The market is the real arbiter of your company’s valuation, not the financial needs of the shareholders or their perceived minimum valuation. Defining a minimum value can cause inflexibility to needed valuation adjustments caused by changing market conditions (e.g. the emergence of a dominant competitor, or a fundamental shift in technology). Having a minimum value in mind can cause owners to become rigid in their expectations and to be unable to react appropriately when their valuation shifts (both up and down) according to the rapid changes that come with tech M&A.

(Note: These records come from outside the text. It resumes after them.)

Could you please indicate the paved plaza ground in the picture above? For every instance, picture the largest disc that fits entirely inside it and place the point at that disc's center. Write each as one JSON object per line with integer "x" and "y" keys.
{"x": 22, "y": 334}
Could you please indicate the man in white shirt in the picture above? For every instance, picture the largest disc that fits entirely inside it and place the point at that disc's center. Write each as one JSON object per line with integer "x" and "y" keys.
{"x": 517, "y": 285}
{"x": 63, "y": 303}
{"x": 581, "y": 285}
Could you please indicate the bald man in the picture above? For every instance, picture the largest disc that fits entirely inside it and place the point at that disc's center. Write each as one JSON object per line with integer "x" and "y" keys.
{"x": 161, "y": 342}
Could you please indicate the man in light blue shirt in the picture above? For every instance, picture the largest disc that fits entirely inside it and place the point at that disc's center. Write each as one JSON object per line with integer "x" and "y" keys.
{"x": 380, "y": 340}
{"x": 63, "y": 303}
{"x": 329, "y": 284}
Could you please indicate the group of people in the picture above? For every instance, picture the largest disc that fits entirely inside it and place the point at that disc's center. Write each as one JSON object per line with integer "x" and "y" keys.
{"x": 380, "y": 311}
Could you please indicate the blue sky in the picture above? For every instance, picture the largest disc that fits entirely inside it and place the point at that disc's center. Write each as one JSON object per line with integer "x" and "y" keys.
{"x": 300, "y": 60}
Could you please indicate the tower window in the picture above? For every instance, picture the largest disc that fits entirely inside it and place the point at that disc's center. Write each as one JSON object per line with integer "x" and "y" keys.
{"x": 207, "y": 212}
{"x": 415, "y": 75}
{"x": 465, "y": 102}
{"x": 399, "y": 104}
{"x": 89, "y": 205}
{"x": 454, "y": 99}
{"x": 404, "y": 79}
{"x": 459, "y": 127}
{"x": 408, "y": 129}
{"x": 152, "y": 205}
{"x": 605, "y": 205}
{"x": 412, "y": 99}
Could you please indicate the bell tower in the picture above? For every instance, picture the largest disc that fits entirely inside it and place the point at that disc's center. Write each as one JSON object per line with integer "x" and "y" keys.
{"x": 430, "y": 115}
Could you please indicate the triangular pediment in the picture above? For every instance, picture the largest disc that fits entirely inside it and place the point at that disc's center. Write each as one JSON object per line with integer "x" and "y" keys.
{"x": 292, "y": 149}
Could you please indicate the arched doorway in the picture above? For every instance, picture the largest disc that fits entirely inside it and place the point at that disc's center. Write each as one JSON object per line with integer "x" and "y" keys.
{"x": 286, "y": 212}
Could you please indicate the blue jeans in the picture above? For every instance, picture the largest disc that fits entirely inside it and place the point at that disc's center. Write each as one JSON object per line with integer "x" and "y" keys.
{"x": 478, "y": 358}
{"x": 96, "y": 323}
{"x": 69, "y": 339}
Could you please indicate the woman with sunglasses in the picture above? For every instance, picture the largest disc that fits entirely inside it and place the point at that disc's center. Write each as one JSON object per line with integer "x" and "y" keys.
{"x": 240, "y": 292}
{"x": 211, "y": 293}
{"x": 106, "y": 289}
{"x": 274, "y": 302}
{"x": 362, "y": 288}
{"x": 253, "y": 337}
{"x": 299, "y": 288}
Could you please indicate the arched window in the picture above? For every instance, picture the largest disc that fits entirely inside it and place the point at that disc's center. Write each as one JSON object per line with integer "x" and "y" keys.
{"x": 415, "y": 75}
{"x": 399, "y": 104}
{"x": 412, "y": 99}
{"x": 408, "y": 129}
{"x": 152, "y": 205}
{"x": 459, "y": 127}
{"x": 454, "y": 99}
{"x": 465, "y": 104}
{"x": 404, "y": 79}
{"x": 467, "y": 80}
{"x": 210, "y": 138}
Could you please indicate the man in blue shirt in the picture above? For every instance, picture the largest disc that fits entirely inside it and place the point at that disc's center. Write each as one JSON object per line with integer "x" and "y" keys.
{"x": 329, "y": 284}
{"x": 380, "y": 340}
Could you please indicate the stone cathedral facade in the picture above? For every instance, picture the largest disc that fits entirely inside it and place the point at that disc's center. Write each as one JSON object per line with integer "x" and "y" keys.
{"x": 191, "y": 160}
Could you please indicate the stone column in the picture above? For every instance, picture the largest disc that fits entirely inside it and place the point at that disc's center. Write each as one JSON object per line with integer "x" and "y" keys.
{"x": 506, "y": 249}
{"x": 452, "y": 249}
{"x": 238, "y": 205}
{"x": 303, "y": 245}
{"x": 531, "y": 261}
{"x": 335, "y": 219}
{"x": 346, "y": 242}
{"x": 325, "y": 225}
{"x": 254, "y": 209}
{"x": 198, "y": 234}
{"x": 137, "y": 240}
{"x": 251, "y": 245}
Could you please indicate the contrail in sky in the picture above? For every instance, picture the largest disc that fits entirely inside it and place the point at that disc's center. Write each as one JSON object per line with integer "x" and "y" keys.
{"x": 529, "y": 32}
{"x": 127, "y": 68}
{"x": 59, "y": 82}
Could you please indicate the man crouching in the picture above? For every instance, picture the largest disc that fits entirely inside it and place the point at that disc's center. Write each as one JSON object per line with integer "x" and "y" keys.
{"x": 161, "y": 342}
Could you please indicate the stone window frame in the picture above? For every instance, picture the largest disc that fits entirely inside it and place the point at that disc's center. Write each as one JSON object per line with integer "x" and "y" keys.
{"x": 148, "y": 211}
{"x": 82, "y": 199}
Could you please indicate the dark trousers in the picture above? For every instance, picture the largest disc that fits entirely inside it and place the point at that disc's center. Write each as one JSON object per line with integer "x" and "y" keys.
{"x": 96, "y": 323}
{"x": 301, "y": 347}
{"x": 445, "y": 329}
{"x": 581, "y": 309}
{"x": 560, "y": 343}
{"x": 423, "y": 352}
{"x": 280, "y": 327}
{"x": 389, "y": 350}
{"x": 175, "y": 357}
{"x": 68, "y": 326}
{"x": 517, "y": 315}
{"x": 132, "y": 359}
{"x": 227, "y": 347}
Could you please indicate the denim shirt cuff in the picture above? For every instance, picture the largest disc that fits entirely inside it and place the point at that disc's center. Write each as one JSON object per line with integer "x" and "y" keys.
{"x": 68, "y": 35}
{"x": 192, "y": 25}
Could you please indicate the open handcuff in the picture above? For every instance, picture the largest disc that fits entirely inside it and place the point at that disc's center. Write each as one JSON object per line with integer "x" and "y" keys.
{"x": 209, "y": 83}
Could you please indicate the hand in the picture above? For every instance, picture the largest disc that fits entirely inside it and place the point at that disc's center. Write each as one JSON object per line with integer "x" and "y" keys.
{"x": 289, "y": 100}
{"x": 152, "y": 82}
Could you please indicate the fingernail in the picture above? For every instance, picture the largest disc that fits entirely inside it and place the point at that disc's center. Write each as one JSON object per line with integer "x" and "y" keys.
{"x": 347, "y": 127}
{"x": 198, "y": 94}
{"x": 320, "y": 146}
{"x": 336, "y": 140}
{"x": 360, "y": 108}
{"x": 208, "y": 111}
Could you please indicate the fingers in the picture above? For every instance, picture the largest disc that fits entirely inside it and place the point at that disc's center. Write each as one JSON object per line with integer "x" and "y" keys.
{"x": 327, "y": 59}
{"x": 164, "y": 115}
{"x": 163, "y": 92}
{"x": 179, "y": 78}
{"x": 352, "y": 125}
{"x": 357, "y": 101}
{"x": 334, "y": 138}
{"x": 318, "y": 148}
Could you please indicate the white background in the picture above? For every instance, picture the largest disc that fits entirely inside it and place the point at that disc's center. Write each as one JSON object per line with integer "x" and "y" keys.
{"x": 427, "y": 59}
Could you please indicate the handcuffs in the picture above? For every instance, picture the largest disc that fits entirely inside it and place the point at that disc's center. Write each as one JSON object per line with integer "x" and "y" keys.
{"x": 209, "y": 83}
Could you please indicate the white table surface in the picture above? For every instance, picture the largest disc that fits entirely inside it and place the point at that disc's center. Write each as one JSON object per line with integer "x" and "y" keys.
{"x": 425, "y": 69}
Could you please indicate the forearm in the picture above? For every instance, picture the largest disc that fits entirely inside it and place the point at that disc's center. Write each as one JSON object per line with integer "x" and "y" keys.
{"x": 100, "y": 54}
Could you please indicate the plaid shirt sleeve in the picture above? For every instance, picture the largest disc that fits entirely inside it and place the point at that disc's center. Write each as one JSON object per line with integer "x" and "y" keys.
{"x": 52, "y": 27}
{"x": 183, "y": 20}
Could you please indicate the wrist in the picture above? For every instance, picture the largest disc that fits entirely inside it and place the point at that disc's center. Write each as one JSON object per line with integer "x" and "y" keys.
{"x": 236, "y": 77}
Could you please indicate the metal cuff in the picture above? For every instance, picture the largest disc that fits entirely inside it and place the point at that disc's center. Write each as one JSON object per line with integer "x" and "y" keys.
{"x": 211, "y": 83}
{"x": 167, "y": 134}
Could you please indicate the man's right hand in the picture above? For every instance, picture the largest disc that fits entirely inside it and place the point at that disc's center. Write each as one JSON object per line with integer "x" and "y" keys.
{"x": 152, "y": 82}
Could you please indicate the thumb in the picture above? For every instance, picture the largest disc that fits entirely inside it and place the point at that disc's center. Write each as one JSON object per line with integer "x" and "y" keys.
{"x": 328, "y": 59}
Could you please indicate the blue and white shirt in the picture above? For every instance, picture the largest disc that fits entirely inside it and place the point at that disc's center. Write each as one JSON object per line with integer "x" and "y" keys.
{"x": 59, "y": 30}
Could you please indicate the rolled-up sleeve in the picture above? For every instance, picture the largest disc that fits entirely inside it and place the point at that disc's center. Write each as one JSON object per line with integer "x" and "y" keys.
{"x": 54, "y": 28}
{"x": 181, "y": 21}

Changes in valuation can come from many places and a minimum can create problems when a company is trying to consider new developments in their immediate market. This could take the form of new competitors that shake up your stance in the market, a change in your sales and marketing strategy, or your own technology improvements that put you ahead of competitors. These can all negatively or positively affect your valuation. A minimum will stifle the ability to adjust for these changes.
As a shareholder, another thing to consider during the process of selling a company is that your personal situation may shift. Many sellers get greedy once they start seeing the numbers come in. A minimum is no longer a real guide at that point. But, greed is not the only potential negative driver during the M&A process. Financial and physical health may also change and that is not restricted to only you as a business owner, but also to your family members. The point is you have to remain flexible and listen to the market.
By not asking for your minimum, we are setting you up to be able to really look at the offers that come in without focusing on a single number. In most instances, the deal structure (e.g. when and how you will be paid, how much is to be held back, your ongoing liabilities and tax considerations), the cultural fit with potential buyers, and your strategic fit in the market after the deal is completed are also incredibly important. Getting the right dollar amount for the deal is just a part of an optimal outcome. Some sellers out there are completely focused on the valuation number while ignoring the deal structure and there’s a real danger to that.
Ultimately, having your expectations for valuation set by the market is key. This will enable you, as a seller, to evaluate each offer you receive objectively, both from a valuation and deal structure perspective and compare and contrast them to come up with the deal that works best for YOU…the Optimal Outcome.